The Evolution of Cooperation (Robert Axelrod)
It’s rare to see a treatise bridge the realms of theory and practice well, which is hard especially when economics are involved. The Evolution of Cooperation is perhaps one of the best examples of how to execute this coupling. Starting with a brief overview of the prisoner’s dilemma, Axelrod launches into a discussion of the remarkable success of the tit-for-tat strategy before establishing a firm theoretical background of how cooperation can emerge among selfish actors. From there on out, he and guest authors devote the book to an analysis of how the principles of cooperation theory might be applied to scenarios ranging from interpersonal relations to the regulation of oligopolies. Along the way, additional abstractions like class structure and territorial layouts are applied and integrated well. It’s a great read if you’re looking for an intro to game theory with perspectives on politics and rational behavior.

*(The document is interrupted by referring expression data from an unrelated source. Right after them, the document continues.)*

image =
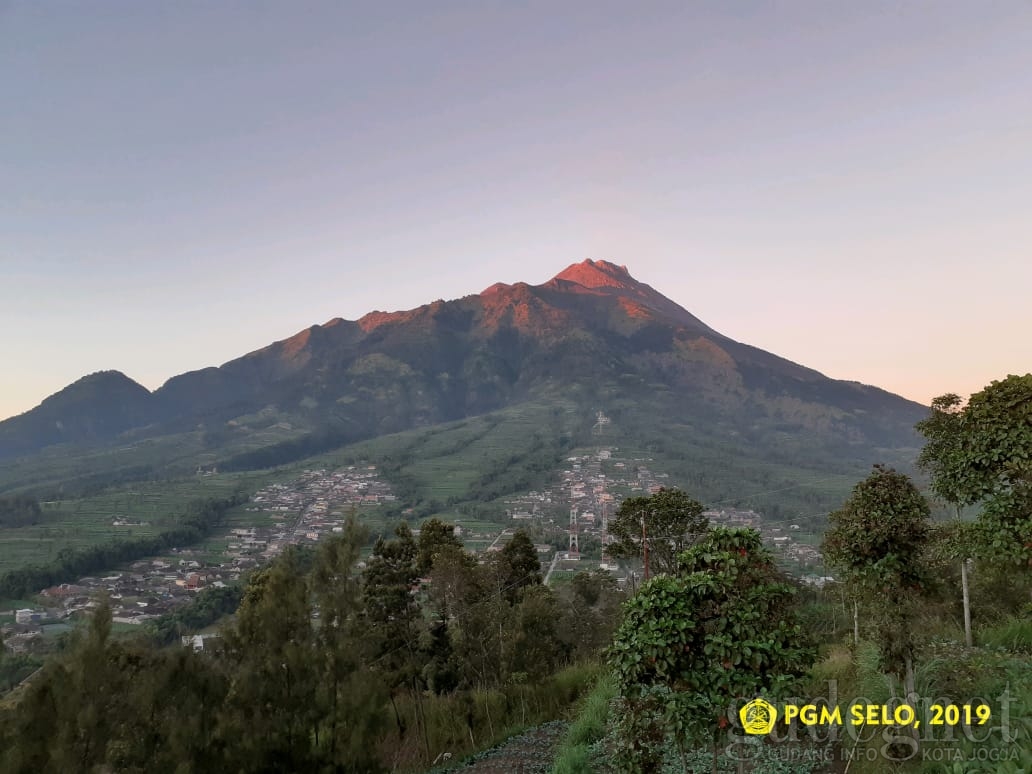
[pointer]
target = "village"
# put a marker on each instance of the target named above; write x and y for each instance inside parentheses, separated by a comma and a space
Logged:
(589, 492)
(300, 512)
(572, 514)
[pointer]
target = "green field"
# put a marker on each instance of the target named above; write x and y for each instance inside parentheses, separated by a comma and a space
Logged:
(86, 521)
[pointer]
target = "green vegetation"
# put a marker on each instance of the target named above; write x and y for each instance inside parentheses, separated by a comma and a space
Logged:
(323, 668)
(575, 752)
(691, 644)
(19, 511)
(669, 522)
(200, 518)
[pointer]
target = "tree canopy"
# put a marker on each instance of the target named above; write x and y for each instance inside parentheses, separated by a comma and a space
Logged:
(673, 522)
(690, 644)
(981, 453)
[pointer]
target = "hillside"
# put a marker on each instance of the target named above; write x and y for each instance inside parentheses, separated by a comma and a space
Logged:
(591, 336)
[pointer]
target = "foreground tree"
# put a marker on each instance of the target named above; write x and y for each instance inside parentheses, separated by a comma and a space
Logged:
(876, 542)
(692, 644)
(673, 521)
(941, 456)
(991, 463)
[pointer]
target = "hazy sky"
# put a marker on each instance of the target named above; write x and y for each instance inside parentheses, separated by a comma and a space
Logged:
(845, 184)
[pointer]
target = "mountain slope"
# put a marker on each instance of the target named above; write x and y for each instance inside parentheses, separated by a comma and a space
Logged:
(592, 330)
(93, 410)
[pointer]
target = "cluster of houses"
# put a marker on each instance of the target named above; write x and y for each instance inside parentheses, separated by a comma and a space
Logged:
(310, 507)
(590, 487)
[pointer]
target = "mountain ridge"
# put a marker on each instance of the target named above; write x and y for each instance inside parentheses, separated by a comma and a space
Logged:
(590, 324)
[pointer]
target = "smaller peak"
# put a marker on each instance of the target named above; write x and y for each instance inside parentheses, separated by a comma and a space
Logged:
(597, 273)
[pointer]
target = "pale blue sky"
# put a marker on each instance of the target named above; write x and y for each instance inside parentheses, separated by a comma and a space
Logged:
(847, 185)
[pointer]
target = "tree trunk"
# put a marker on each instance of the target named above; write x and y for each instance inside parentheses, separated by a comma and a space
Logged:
(967, 604)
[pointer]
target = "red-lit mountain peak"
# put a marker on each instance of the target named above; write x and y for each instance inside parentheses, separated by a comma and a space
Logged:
(591, 273)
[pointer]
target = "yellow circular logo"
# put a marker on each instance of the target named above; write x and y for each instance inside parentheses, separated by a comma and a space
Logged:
(758, 717)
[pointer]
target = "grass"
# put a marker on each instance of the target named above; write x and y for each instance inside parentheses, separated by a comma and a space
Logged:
(574, 753)
(1014, 635)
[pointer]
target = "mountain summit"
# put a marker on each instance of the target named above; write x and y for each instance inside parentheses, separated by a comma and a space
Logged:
(592, 331)
(591, 273)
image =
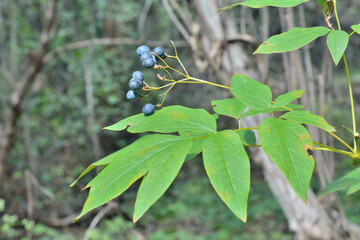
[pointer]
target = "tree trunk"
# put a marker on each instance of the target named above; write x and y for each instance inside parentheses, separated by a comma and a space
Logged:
(312, 221)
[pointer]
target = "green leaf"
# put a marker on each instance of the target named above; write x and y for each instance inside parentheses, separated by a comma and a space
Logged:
(337, 42)
(305, 117)
(102, 162)
(253, 112)
(161, 174)
(327, 7)
(228, 168)
(291, 40)
(350, 181)
(253, 94)
(231, 107)
(196, 149)
(356, 28)
(133, 162)
(168, 120)
(264, 3)
(287, 143)
(286, 98)
(247, 137)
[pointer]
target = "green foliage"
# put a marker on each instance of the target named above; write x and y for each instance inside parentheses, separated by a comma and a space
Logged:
(231, 107)
(291, 40)
(337, 42)
(148, 154)
(286, 98)
(173, 119)
(305, 117)
(253, 94)
(228, 167)
(356, 28)
(158, 158)
(287, 143)
(264, 3)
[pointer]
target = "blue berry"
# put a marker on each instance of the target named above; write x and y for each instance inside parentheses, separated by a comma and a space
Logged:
(138, 75)
(142, 49)
(134, 84)
(131, 95)
(159, 51)
(148, 63)
(145, 56)
(148, 109)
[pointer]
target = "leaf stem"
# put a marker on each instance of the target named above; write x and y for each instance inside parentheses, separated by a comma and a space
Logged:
(351, 101)
(342, 141)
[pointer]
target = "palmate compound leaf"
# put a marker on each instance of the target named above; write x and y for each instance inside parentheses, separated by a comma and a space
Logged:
(253, 112)
(286, 98)
(286, 143)
(231, 107)
(337, 42)
(305, 117)
(291, 40)
(169, 119)
(228, 168)
(264, 3)
(160, 156)
(350, 181)
(253, 94)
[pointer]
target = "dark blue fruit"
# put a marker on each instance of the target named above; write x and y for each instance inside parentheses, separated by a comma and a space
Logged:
(145, 56)
(131, 95)
(148, 63)
(138, 75)
(159, 51)
(142, 49)
(148, 109)
(134, 84)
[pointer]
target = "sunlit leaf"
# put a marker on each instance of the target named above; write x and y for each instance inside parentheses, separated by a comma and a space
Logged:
(349, 181)
(291, 40)
(253, 94)
(264, 3)
(161, 174)
(168, 120)
(305, 117)
(287, 143)
(337, 42)
(228, 168)
(133, 162)
(356, 28)
(253, 112)
(231, 107)
(286, 98)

Lean Analytics (Alistair Croll and Benjamin Yoskovitz)
The core of the lean startup methodology is to build, measure, and learn. Lean Analytics covers the measure part of this cycle, offering a collection of technical advice backed by real-world scenarios of companies learning to listen to their data. The book devotes a section to each business type (SaaS, two-sided market, media sites, etc), providing not only industry-specific advice but also useful benchmarks for common metrics like churn and virality coefficients. In addition to being broad, the authors also review all steps of the startup maturation timeline, ranging from sophisticated user interview advice to notes on how to optimize revenue and achieve effective scaling. Overall, Lean Analytics offers a great supplement to resources such as YC’s Startup School curriculum, offering a complete view of how to build a data-driven business. I highly recommend it for anyone wanting to develop a dispassionate approach towards starting a company.
What I’m reading this week
Kitchen Confidential (Anthony Bourdain)
Growing up, I was a big fan of Bourdain’s travel shows where he sampled cuisines around the world with surprising receptivity. In this memoir, Bourdain, who worked at various restaurants before becoming an executive chef himself, provides an unfiltered glance at what really goes on in the kitchen.

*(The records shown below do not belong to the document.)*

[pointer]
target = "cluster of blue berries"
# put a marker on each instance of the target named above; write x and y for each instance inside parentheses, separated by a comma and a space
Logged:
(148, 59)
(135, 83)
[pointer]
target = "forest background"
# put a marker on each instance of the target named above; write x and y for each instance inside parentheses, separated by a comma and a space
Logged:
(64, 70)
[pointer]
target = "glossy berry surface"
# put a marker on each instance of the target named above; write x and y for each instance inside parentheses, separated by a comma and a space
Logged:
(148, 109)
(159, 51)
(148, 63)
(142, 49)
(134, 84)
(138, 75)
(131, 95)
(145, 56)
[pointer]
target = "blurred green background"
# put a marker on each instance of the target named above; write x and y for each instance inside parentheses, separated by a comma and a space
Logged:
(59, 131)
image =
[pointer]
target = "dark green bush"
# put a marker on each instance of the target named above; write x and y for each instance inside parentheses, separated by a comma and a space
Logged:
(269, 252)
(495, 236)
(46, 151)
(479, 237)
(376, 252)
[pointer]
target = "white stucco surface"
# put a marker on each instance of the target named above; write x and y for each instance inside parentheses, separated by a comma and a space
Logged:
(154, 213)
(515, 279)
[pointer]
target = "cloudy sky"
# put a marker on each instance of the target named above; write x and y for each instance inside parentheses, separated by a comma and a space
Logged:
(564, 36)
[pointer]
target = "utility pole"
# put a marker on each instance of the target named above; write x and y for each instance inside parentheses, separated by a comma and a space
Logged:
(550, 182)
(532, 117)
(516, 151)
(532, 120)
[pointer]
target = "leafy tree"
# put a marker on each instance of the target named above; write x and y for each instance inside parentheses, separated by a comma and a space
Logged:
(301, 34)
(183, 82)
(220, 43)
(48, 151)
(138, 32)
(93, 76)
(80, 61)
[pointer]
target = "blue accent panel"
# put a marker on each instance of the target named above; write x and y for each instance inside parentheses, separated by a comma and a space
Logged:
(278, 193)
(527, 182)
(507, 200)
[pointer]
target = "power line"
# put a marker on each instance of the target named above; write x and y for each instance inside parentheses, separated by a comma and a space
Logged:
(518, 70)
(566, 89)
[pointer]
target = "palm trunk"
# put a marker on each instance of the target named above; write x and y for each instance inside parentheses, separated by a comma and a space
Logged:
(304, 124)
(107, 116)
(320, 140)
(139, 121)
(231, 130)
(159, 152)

A Still Forest Pool (Ajahn Chah, compiled by Jack Kornfield and Paul Breiter)
Ajahn Chah was a monk who was integral in spreading Theravada Buddhism to the West. This book is a collection of Dharma talks (public sermons on Buddhism) given by Chah and recounted by two former monks.
Unconventional Success (David F. Swensen)
David Swensen is famous for his management of Yale’s endowment fund, where he delivered returns far above that of the university’s peers. In this book, he provides some advice for individual investors on how to overcome the challenges they face in the market.
How to Read a Book (Mortimer J. Adler)
I’ve realized that I never got solid advice on how to read books. I’m pretty decent at reading short passages and chapters alone thanks to English classes and the SAT, but books are a different story. Therefore, I’m hoping to find some helpful advice in Adler’s How to Read a Book.